平成23年2月17日(金)、日本非破壊検査協会東北支部は仙台市戦災復興記念会館において、年間行事である「産学官連携研究会」を開催しました。合計25名の参加者と共に定刻に開始され、第1部として特別講演2件、その後第2部に「我が社の自慢話」と題しての2件の発表が行われました。
特別講演の要旨
特別講演1 「イメージベース超音波・電磁波伝搬シミュレーションと非破壊検査への応用」 講師:中畑 和之 氏(愛媛大学大学院理工学部研究科生産研究工学専攻・准教授)
計算機の普及によって、「ものづくり」や「メンテナンス」の様々な分野でますます活用・援用されているシミュレーション。非破壊検査も例外ではなく、検査ニーズの多様化・複雑化が進む中、検査制度・効率をさらに向上させるには、シミュレーションの積極的な利用が今後ますます必要になっています。
しかし、シミュレーションに馴染みのない技術者は、シミュレーションの敷居が高く、自分でやろうとは思わなかったり、シミュレーションなんて単なる想像の範疇であって実験と合わないから信用できないという人、一方シミュレーションを実務で使っている技術者は、モデルの作成を面倒と感じていたり、ソフト操作が難しくて思うように解析できない、という人もいるようです。
そこで中畑先生は、現場の方々にもシミュレーションの重要性を理解して頂き、また積極的に採用して頂きたいと「イメージベース波動伝搬シミュレーション」という数値解析技術の開発に取り組んでおられます。イメージベース処理とは、対象を「見た目どおりモデル化」し、簡便にかつ高速にシミュレーションを行うことです。ご講演では、非破壊検査の様々なニーズに対応できるロバストな技術の紹介と、それを非破壊検査にどのように活用できるか、といった具体例を交えて、分かりやすく説明して下さいました。
講演2 「モアレ法による最新の微少変位分布測定技術大型構造物への応用」 講師:李 志遠 氏(東北大学大学院工学研究科ナノメカニクス専攻・助教)

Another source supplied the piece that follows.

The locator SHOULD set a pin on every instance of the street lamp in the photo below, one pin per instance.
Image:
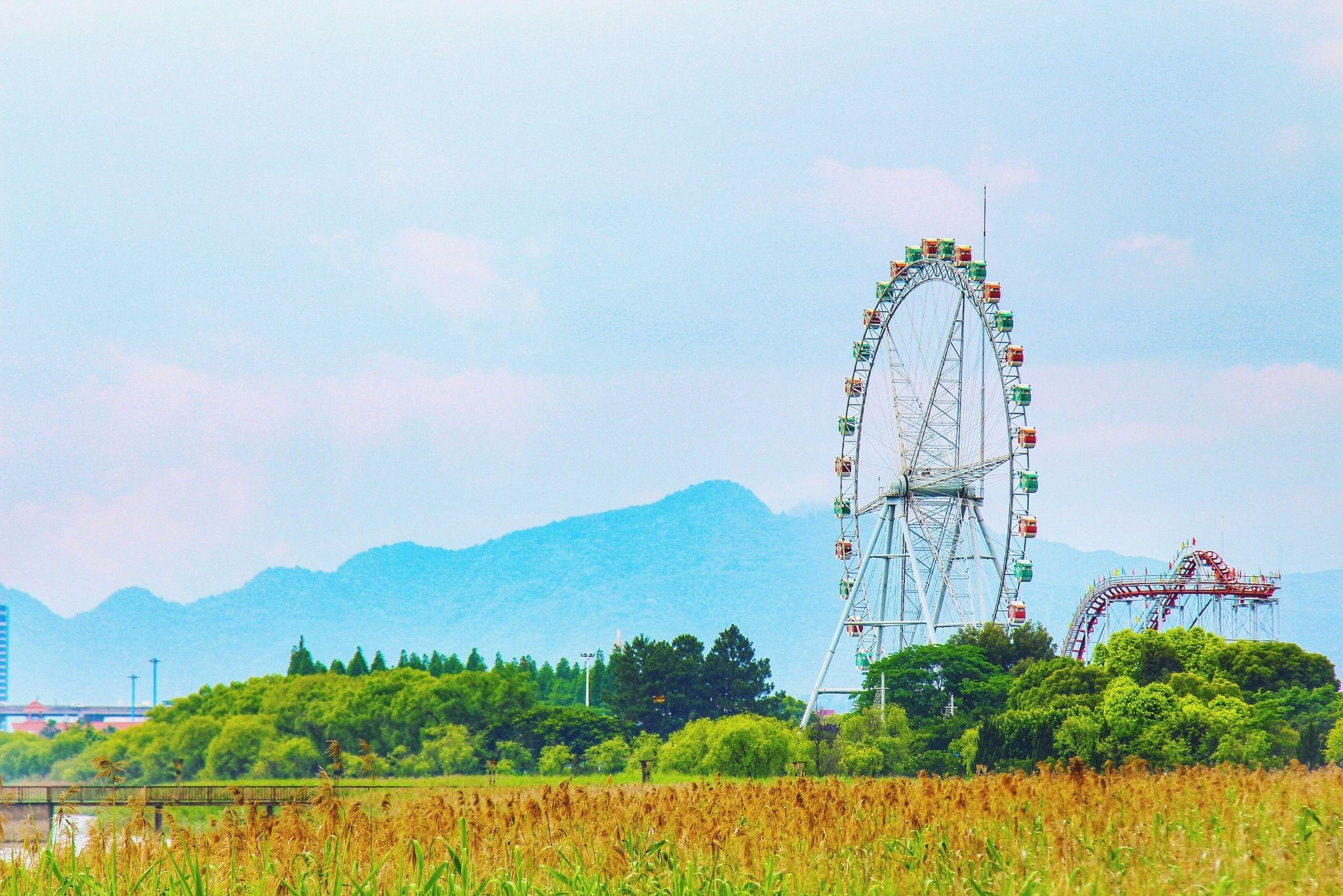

サンプリングモアレ法とは、構造物の表面に規則正しい格子模様を貼付けることで、簡便かつ高精度で微少変位分布を瞬時に測定していく手法です。さらに社会基盤を支えているインフラ構造物の変位挙動の解明として、同全視野変位計測手法を十数メートル規模の大型構造物へ適用した応用例を交えての説明で、応力集中の様子をまるでサーモグラフィーで見ているような視覚的、直観的な評価結果に、今後の実用化に向けて大きな期待が持てる講演でした。
発表1 「(株)カガヤとは!」 (株)カガヤ 工藤 哲也 氏
1「鉄骨シエア、営業圏を常に全国で考え」
2「生産性向上のため常に若手の人材確保・育成と設備増強を図り」
3「全員で勝つを合い言葉に、新たな分野とコストダウンに挑戦している」
発表2 「基礎から応用まで承ります。」 JFEテクノリサーチ(株) 高田 一 氏
・JFEテクノリサーチ(株)はJFEの100%の系列会社である。JFEの製造ラインで使用されている。
・非破壊検査機器等はJFEテクノリサーチ(株)で設計製作された機器を数多く使用している。
・イメージベースFIT(愛媛大学殿開発)
◇超音波、電磁波(ドライ超音波探傷検査)
◇実体のモデル上で動作するシミュレーションソフト
◇並列処理により大規模計算可能
◇スナップショット、アニメーションを用いたわかりやすい結果表示
各発表の後、質疑応答が行われ、盛況の下に終えることができました。お忙しい中ご参加いただきました皆様に、この場をお借りしてお礼申し上げます。